Changing a Dress Code Culture – Part 1

Best Practices, Employees, Employer

“What a strange power there is in clothing” – Isaac Bashevis Singer.

 

Clothing can make or break a person. Let’s face it, sometimes we judge the character of a man by the clothes he wears.  So what is your employees’ attire saying about your company? Whether you have an existing dress code already established, need to implement one, or want to make a change, how do you choose what would be the best fit for your company? Creating and enforcing a dress code can be very easy, and yet it also can reveal some very difficult challenges.

 

Analyze Company Culture

When it comes to creating the appropriate attire for your company, you need to analyze your company as whole. Look at what your values are as a company and what type of culture are you are going for. If a laid-back culture is something you seek, go with a casual dress code. It works for plenty of startups.

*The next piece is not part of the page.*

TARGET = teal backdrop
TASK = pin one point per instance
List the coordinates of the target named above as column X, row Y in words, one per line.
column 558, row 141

However, if you are meeting with clients all day, maybe professional attire will suit best. One company in particular Andaz Hotels, felt they wanted a professional dress code due to whom they come in contact with on a daily basis. Since the company wanted the employees to wear such expensive clothing, they gave their employees a list of clothing designers they could purchase from and reimbursed them. They also stated that another reason they wanted the employees to purchase their own clothes was because they can’t dress an employee because everyone has a different body shape and size. Unfortunately, one size doesn’t fit all. If your company is currently like Andaz Hotels and you’re wanting to make a change toward professional but hesitate, don’t worry! It can be done.

 

Keeping It Casual

Many wonder if going casual will hurt in productivity and employee performance. A company called CGH, a health services company, went from a professional attire to a casual dress code. Not just business casual but the employees are allowed to wear jeans, flip flops, and ball caps. In 2013 they were ranked No. 3 in the nation for one of the best places to work. They decided to create an extremely laid back dress code because they wanted their employees to feel absolutely comfortable. If their employees feel comfortable, they will be happier and will overflow in how they relate with the customers and clients. That small gesture made a huge change company wide. The CEO of CHG, Eric Ethington said “Our focus is always on how is our culture going to be encouraging people to be their most successful.”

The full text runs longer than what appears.